The widow is down to two practically worthless little coins, and she trusts it all to God. If this were a gamble, then the widow would be laying all her money on God. But this is not a gamble, for the widow does not bet her money; she trusts her life to God.
It would be nice if Mark filled in more details for us. Was Jesus' arm around the woman as he said, "This poor widow has put in more …" or was the woman blending back into the crowd, never to be seen again? Or perhaps Jesus asked his own keeper of the purse, Judas Iscariot, to give something to this woman so that she would not go hungry that evening. Or better still, did the widow come to be a Christ follower? Did she join with the other women who journeyed with Jesus from Galilee to the cross and beyond?
The Gospel never answers these questions. The nameless widow who gave two small coins fades into the background. We do not know whether she married a rich relative in the same way Ruth married Boaz. We do not know if she died homeless and starving. We don't know if she had any children or grandchildren.

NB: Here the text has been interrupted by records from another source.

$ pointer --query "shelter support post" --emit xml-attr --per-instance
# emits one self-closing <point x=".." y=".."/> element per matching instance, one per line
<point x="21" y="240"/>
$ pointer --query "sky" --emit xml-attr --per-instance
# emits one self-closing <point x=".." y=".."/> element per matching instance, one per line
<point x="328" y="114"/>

Maybe it is best for us that we don't find out how her story ends. It would be silly if we only trusted God when we knew things were going to get better. The nameless widow reached out to God, not knowing what would become of her. We follow her example when we give God all we have to live on. If we hold back because we don't know what will happen next, we are not trusting God. Ruth did not know that she was going to meet Boaz, she didn't know that her grandson would be King David or that Jesus would be her descendent. The widow did not know her future, we don't know our future, and Jesus, as he journeyed to die in Jerusalem, did not know his future, either.
What Ruth knew; what the widow knew; what Jesus knew; we know too. God can be trusted. If we put our own lives, and the life of our church in God's hands, our future is safe. God's hands are the hands which guided Ruth to Boaz, the hands which raised Jesus from the dead. The poor widow put her whole life in those same hands, and so can we.